Documentation and Reporting: Develop and maintain comprehensive documentation, including network diagrams, run books & standard operating procedures (SOPs), and incident reports. Generate regular reports on performance, incidents, and trends to senior management and stakeholders.
Vendor Management: Establish and maintain relationships with technology equipment vendors, service providers, and other relevant stakeholders. Coordinate with vendors to resolve technical issues, manage maintenance contracts, and ensure timely delivery of services and equipment.
Training and Development: Provide ongoing training and professional development opportunities to the ProdOps team to enhance their technical skills, industry knowledge, and job performance.
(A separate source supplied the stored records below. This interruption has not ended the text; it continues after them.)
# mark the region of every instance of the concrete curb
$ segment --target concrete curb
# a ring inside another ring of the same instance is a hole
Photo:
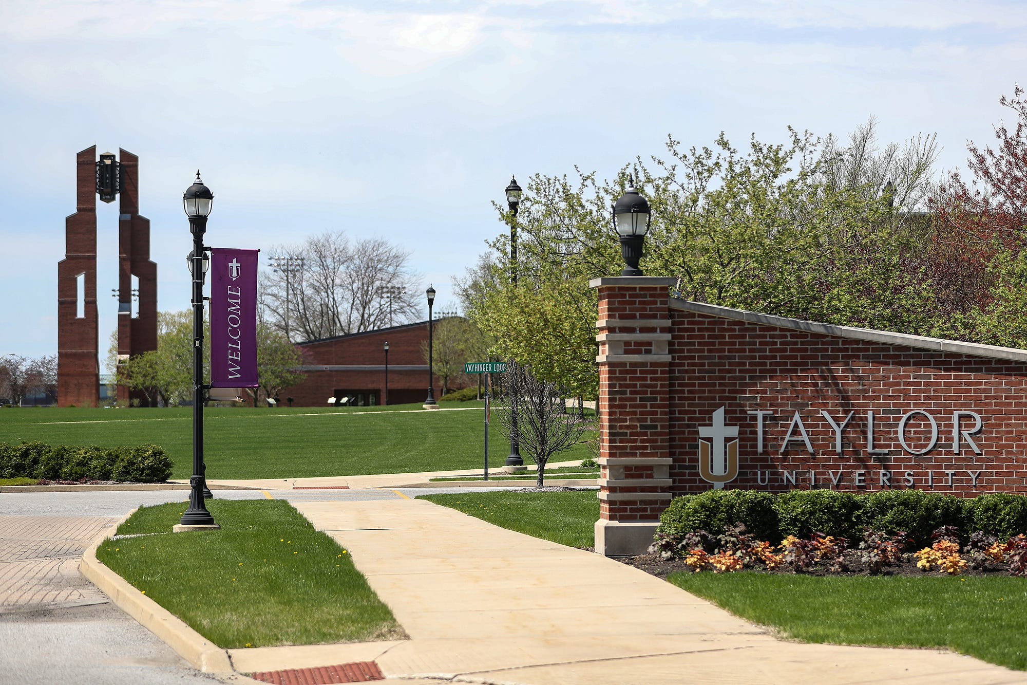
[[[246,485],[207,485],[211,490],[260,490]],[[3,485],[0,493],[110,493],[137,490],[189,490],[187,482],[131,482],[110,485]]]
[[[534,478],[516,480],[435,480],[434,482],[414,482],[409,485],[398,485],[398,488],[534,488],[535,482]],[[545,484],[560,488],[597,488],[599,485],[596,478],[582,478],[580,480],[546,478]]]
[[[125,514],[114,525],[116,532],[136,509]],[[127,580],[111,571],[97,558],[97,547],[110,537],[104,534],[85,550],[79,562],[79,571],[89,582],[100,588],[111,602],[139,621],[179,656],[194,669],[203,673],[233,673],[232,660],[228,652],[192,629],[186,623],[159,604],[132,587]]]

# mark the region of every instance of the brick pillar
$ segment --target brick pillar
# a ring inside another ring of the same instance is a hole
[[[139,157],[118,150],[121,193],[118,204],[118,354],[135,357],[157,349],[157,264],[150,260],[150,220],[139,214]],[[185,229],[183,229],[184,231]],[[138,314],[131,312],[131,277],[139,279]],[[118,386],[118,400],[137,398]]]
[[[76,212],[65,219],[65,258],[58,262],[58,405],[100,402],[97,358],[97,146],[76,155]],[[78,276],[84,274],[84,292]],[[78,301],[83,300],[83,317]]]
[[[596,551],[641,554],[671,501],[671,321],[676,279],[595,279],[599,289],[600,518]]]

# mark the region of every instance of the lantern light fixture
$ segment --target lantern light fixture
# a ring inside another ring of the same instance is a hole
[[[639,259],[651,216],[649,203],[636,189],[635,180],[630,179],[627,190],[613,204],[613,227],[620,237],[620,253],[624,259],[621,276],[643,276]]]

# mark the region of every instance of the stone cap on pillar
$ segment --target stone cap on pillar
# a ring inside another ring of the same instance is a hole
[[[601,279],[588,281],[589,288],[598,288],[604,285],[626,285],[626,286],[672,286],[677,284],[678,279],[667,276],[606,276]]]

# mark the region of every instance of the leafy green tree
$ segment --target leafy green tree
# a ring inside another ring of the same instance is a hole
[[[157,313],[157,349],[116,365],[118,383],[142,392],[150,403],[174,406],[192,399],[192,312]],[[208,375],[210,328],[204,328],[204,377]],[[116,334],[111,337],[117,354]]]
[[[620,271],[609,206],[634,177],[653,209],[642,268],[676,278],[674,295],[925,331],[935,301],[918,260],[922,250],[910,231],[897,229],[893,196],[872,187],[874,174],[904,167],[871,165],[872,141],[864,135],[857,142],[863,161],[845,169],[854,152],[789,130],[788,143],[754,137],[744,150],[723,135],[712,148],[685,149],[669,139],[665,158],[639,159],[602,183],[580,171],[573,182],[536,175],[516,217],[517,264],[504,231],[458,283],[461,297],[494,354],[530,364],[566,392],[594,397],[596,292],[588,281]],[[929,168],[930,150],[921,152],[913,156]],[[919,196],[927,173],[923,165],[913,171],[916,179],[897,179],[904,197]],[[515,219],[497,209],[504,222]]]
[[[203,378],[211,377],[210,323],[203,327]],[[115,348],[116,349],[116,348]],[[257,376],[260,387],[251,396],[274,397],[282,389],[303,381],[297,367],[303,353],[284,333],[263,323],[257,326]],[[117,365],[118,382],[143,392],[151,402],[174,406],[192,400],[193,393],[192,312],[160,312],[157,315],[157,349],[136,355]]]

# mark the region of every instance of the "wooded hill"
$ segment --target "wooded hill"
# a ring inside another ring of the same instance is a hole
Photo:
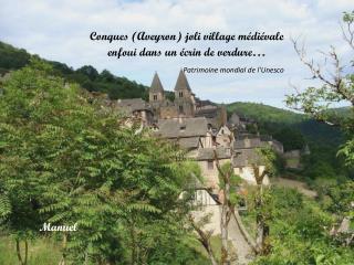
[[[31,56],[38,55],[31,55],[23,49],[17,49],[0,42],[0,75],[23,67],[29,63]],[[106,93],[112,99],[135,97],[147,99],[148,97],[147,86],[125,77],[115,76],[107,70],[98,73],[91,65],[74,70],[64,63],[43,61],[50,63],[59,76],[79,83],[90,92]],[[174,93],[168,92],[167,97],[173,99]],[[313,140],[317,144],[325,142],[337,146],[341,142],[341,132],[337,129],[290,110],[263,104],[239,102],[228,104],[227,109],[229,114],[237,112],[243,117],[256,120],[261,134],[272,135],[284,144],[285,149],[301,148],[304,144],[304,137],[306,140]],[[343,115],[345,110],[342,109],[339,113]]]

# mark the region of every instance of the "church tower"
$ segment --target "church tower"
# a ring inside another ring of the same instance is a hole
[[[194,117],[196,110],[195,95],[190,89],[185,72],[181,70],[175,86],[175,104],[178,115]]]
[[[165,99],[164,87],[156,72],[155,72],[148,94],[149,94],[148,100],[150,104],[158,103],[158,102],[160,103]]]

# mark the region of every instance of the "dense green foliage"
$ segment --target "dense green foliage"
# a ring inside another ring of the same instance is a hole
[[[136,134],[39,60],[13,72],[0,96],[0,216],[18,241],[43,223],[77,223],[73,264],[198,264],[178,195],[190,166],[175,147]],[[171,245],[170,242],[174,242]],[[128,247],[127,247],[128,246]]]
[[[271,253],[259,257],[259,265],[348,265],[354,252],[330,236],[333,223],[331,213],[319,208],[311,199],[295,190],[271,190],[272,219],[270,220]],[[254,219],[254,213],[246,216]]]
[[[301,149],[305,141],[326,145],[342,142],[337,128],[303,114],[257,103],[232,103],[227,105],[227,110],[229,115],[235,112],[257,121],[260,132],[272,135],[283,142],[285,150]]]

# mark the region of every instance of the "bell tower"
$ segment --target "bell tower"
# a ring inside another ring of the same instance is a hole
[[[190,89],[184,71],[179,71],[175,86],[175,104],[178,115],[194,117],[196,110],[195,96]]]

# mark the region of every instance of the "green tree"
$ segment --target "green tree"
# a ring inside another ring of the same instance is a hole
[[[39,60],[4,83],[0,219],[24,240],[49,234],[39,231],[44,222],[77,223],[59,235],[62,264],[198,263],[184,243],[188,208],[178,197],[190,172],[183,153],[87,98]]]

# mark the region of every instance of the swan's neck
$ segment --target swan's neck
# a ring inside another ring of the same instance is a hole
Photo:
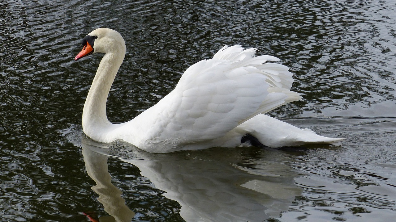
[[[102,140],[100,138],[105,137],[104,134],[112,125],[106,115],[106,101],[125,55],[125,49],[121,49],[105,55],[87,96],[82,112],[82,128],[85,134],[94,140]]]

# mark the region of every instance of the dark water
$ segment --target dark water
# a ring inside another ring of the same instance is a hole
[[[84,213],[101,221],[394,219],[396,1],[8,2],[0,3],[2,221],[89,221]],[[100,56],[73,58],[100,27],[127,45],[108,100],[113,122],[155,104],[189,66],[240,44],[295,74],[305,100],[270,115],[347,139],[161,155],[90,141],[81,113]]]

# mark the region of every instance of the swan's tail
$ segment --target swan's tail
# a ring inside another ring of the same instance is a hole
[[[275,118],[259,115],[238,127],[251,134],[264,145],[272,148],[310,144],[333,144],[343,138],[318,135],[308,129],[301,129]]]

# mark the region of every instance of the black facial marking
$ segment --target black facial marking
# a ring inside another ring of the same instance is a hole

Mentor and coach team members to foster their growth and career advancement.
Requirements & Skills:
Proven experience in building and managing a 24×7 Production Operations team working with peers and colleagues in a distributed global operation
Strong leadership skills with the ability to motivate, mentor, and develop a high-performing team
In-depth knowledge of on-premise and cloud technology concepts, protocols, and procedures
Strong understanding of monitoring tools, incident management processes, automation, and optimization strategies
Ability to analyze complex technical issues, develop effective solutions, and make informed decisions in a fast-paced environment
Excellent communication skills, both written and verbal, with the ability to communicate technical concepts to non-technical stakeholders.
In-depth understanding of the Linux operating environment: kernel tuning, network stack tuning, system observability & instrumentation, and security & access management.
Solid understanding of layer 2-7 networking fundamentals and the relationship between servers & services, and the transit of their packets through network hardware.
In-depth experience engineering and maintaining a private-cloud infrastructure: Bare-metal, vSphere, KVM, Kubernetes.
Experience with tools like Ansible, Terraform, Docker, Kafka, Nexus
Experiencing with observability platforms: Prometheus, ELK, Jaeger, Grafana, Nagios, Zabbix
Familiarity with Big Data tools: Hadoop, HDFS, Spark, HBase
Ability to write code in Go, Python, Bash, or Perl for automation.